Risk and Risk Management

There is so much that is risky in operating a business, shouldn't there be ways to manage the risk? Read the Wikipedia entry on risk management to get an overview of how businesses can manage risk.

Introduction

A widely used vocabulary for risk management is defined by ISO Guide 73:2009, "Risk management. Vocabulary".

In ideal risk management, a prioritization process is followed whereby the risks with the greatest loss (or impact) and the greatest probability of occurring are handled first. Risks with lower probability of occurrence and lower loss are handled in descending order. In practice the process of assessing overall risk can be difficult, and balancing resources used to mitigate between risks with a high probability of occurrence but lower loss, versus a risk with high loss but lower probability of occurrence can often be mishandled.

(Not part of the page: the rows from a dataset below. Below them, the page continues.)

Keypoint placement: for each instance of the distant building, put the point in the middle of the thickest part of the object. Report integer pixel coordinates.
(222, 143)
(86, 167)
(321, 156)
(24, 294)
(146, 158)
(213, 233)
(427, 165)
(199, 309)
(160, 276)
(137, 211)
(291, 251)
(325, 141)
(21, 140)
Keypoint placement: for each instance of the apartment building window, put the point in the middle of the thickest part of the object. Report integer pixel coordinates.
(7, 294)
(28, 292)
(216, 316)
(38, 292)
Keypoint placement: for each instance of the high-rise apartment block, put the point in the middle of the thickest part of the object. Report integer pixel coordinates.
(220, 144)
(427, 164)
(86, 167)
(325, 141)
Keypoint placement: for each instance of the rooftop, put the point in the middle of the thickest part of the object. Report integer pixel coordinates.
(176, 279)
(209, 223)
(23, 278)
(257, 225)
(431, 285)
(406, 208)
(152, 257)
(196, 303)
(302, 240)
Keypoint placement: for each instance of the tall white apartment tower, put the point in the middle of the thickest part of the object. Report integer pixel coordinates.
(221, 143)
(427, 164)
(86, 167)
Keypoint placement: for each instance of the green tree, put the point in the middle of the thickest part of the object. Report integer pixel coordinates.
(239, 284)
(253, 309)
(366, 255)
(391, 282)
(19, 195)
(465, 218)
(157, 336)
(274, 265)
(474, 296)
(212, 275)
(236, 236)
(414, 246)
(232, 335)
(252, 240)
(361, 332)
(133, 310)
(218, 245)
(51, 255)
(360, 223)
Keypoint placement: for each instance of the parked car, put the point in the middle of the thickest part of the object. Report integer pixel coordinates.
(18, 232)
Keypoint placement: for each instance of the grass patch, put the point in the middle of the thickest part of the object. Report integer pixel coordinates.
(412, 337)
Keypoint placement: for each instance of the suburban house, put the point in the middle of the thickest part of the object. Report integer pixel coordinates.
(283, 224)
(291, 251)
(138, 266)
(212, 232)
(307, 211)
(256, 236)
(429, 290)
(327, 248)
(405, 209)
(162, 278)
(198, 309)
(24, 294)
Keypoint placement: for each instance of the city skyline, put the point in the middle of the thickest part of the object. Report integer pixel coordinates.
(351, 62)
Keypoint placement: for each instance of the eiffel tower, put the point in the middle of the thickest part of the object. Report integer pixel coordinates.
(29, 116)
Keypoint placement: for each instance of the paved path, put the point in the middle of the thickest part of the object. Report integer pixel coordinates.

Intangible risk management identifies a new type of a risk that has a 100% probability of occurring but is ignored by the organization due to a lack of identification ability. For example, when deficient knowledge is applied to a situation, a knowledge risk materializes. Relationship risk appears when ineffective collaboration occurs. Process-engagement risk may be an issue when ineffective operational procedures are applied. These risks directly reduce the productivity of knowledge workers, decrease cost-effectiveness, profitability, service, quality, reputation, brand value, and earnings quality. Intangible risk management allows risk management to create immediate value from the identification and reduction of risks that reduce productivity.

Opportunity cost represents a unique challenge for risk managers. It can be difficult to determine when to put resources toward risk management and when to use those resources elsewhere. Again, ideal risk management minimizes spending (or manpower or other resources) and also minimizes the negative effects of risks.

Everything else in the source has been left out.